Ayet-i Kerîme bir de özellikle bize şunu anlatıyor ki, kendilerine yeryüzünde imkân verilenler, mal mülk verilenler, ekonomik güç verilenler, sosyal güç verilenler, amirlik, müdürlük verilenler çok dikkat etsinler. Allah bu verdikleriyle onları denemek için, imtihan etmek için onlara bunları vermiştir. Zira mülkün sahibi Allah’tır. Kendilerine mülk verilenler ise o mülk üzerinde halifelik makamına getirilmiş insanlardır.
Onlar acaba kendilerini vekil bilip o mülkün gerçek sahibinin arzularını mı yerine getirecekler? O mülkü mülk sahibinin istediği biçimde mi kullanacaklar? Yoksa mülkün gerçek sahibini unutup, kendilerini mülkün sahibi zannedip o mülkte keyiflerince bir tasarrufta mı bulunacaklar? Yâni bu mülkte kendilerinin vekil olduklarını unutup, kendilerini asil zannedip, kendilerini ulûhiyet haklarına, egemenlik haklarına sahip zannedip o mülkte gerçek mülk sahibinin tasarrufu gibi mutlak bir tasarrufta mı bulunacaklar? İşte Allah insanları ve toplumları bu konuda denemektedir, imtihan etmektedir.

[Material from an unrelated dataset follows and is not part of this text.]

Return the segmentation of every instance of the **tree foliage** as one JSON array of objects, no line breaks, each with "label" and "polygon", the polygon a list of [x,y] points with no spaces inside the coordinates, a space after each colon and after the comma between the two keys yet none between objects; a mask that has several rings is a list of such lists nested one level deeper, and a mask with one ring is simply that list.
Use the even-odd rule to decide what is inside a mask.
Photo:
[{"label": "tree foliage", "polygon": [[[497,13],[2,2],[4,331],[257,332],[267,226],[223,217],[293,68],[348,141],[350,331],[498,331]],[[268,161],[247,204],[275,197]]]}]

Birinin helâkinden sonra öteki nesilleri getirerek Allah onları imtihan etmektedir. Yoldan çıkanları Allah kimi zaman toptan helâk ederek dünya azabıyla onları yakalar. Kimi zaman da bu azap, bu yakalama dünyada pek çok toplumların başlarına geldiği gibi bazen ayaklarının altlarından, bazen da tepelerinin üzerinden geliverir. Bazen başlarındaki zalim idarecilerden, Allah’ın kendilerine musallat ettiği tağutlardan, bazen de ayaklarının altından, yâni ayak takımından bu azabı gönderiverir Allah. Bazen ekonomik bir sarsıntıyla, bazen kıtlıkla, bazen geçimsizliklerle, bazen onları fırka fırka, grup grup, hizip hizip yaparak, birinin acısını diğerine tattırarak, yâni birbirlerinin acısını tattırarak, birinin ötekine güvenini sarsarak, birini ötekine düşman ederek, bu azabını göndererek onları helâk eder de onların yerine halef olarak denenmek üzere yeni yeni nesiller getirir. Öncekilerin elinden aldığı mülkü ve imkânları bu sefer de bunların eline verir.

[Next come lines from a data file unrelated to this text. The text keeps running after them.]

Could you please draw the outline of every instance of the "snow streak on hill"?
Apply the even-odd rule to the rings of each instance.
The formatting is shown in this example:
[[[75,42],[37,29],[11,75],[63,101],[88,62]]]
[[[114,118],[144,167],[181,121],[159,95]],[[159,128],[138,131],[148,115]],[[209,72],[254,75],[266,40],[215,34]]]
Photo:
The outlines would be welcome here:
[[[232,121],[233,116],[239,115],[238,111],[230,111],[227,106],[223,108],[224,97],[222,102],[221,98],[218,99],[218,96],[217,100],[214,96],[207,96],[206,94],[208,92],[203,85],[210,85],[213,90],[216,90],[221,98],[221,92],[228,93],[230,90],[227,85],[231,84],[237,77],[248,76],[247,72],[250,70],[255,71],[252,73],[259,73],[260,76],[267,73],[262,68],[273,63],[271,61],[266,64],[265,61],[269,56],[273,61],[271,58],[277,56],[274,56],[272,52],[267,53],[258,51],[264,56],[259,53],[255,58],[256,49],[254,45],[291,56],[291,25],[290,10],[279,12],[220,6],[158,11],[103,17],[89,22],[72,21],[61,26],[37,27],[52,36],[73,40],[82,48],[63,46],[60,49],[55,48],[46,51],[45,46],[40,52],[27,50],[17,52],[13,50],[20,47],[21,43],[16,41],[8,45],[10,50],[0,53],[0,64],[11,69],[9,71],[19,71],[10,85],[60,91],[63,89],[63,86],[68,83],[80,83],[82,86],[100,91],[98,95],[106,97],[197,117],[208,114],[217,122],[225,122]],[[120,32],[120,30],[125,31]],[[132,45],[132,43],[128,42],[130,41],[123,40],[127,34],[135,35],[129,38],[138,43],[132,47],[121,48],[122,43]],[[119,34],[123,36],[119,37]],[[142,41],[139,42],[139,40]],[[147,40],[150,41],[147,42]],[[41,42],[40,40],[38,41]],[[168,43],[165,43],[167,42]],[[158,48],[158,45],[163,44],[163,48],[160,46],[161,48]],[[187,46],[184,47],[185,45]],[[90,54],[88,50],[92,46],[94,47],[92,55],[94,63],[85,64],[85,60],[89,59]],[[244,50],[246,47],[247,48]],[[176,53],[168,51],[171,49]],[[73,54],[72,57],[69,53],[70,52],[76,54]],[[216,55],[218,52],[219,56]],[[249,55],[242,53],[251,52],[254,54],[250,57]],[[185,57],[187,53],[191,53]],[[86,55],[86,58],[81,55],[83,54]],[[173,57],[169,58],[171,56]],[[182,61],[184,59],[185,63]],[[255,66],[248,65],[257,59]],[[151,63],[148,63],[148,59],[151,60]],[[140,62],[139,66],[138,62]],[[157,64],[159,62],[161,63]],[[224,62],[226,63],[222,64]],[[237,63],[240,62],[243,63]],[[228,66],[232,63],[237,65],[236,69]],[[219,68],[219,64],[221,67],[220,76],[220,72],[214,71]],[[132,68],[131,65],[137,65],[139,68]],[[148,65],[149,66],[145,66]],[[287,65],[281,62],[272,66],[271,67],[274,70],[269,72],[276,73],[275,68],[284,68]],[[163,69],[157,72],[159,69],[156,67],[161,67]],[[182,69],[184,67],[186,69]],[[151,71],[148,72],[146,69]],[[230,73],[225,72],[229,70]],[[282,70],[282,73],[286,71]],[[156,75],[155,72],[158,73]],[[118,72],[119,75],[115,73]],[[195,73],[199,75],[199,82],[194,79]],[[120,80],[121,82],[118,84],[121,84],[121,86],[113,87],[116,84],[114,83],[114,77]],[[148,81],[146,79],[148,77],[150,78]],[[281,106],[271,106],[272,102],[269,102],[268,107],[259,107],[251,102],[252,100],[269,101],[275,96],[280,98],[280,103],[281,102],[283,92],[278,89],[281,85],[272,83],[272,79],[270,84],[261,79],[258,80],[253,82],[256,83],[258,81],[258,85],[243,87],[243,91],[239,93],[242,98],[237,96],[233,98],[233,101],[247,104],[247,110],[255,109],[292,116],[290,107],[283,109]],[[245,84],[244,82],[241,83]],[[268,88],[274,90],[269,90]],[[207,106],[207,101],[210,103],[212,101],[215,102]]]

Bu ve benzeri ayetler hem yeryüzünde işleyen Allah yasalarını, sünnetullahı anlatır hem de İslâm’ın tarihî olayları yorumlayışındaki usulü anlatır. Yeryüzünde değişmeyen bir yasa, bir sünnetullah gereği günahları yüzünden, isyanları yüzünden insanlar helâk edilmektedir. Hem bu vurgulanır, hem de helâk edenin başkası değil sadece Allah olduğu vurgulanır. Ümmetlerin, toplumların yok edilişlerinde günahların rolü çok büyüktür.

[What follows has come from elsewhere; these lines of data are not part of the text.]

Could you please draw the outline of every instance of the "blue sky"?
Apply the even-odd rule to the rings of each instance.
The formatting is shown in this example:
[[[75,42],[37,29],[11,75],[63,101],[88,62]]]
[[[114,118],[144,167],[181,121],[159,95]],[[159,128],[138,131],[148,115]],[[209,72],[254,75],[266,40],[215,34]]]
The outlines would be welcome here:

Evet, günahları sebebiyle toplumlar için yeryüzünde kaçınılmaz olan bu helâk, bu yok oluş ya yeryüzünde Allah tarafından çabucak gelen bir azapla gerçekleşmekte, ya da ağır ağır etkisini gösteren fıtrî, ahlâkî çözülüşlerle kendisini göstermektedir. Roma böyle yıkılmış, Bizans böyle yıkılmış ve şu anda da batıda böyle bir yıkılışın sinyalleri ufukta görülmeye başlamıştır.
Evet, Allah günahları sebebiyle bu toplumları yok etmiş, sonra peşlerinden yeni nesiller getirmiş, onlardan sonra onların yerlerine başkaları varis olmuş, öncekiler yok olmuş kayıplara karışmış, yoklukları bile hissedilememiştir.
Ama ne yazık ki bu gerçeği insanlar unutuverirler. Allah kendilerine yeryüzünde yerleşme imkânı verince, yerlerini sağlamlaştırınca hemen bunu unutuverirler. Sanki kendilerini yaratan Allah değil de kendileriymiş gibi, sanki kendilerine bu imkânları veren Allah değil de başkalarıymış gibi Allah’a kafa tutmaya kalkıverirler. Allah’a karşı da, Allah’ın ayetlerine karşı da müstekbirce bir tutumun içine giriverirler.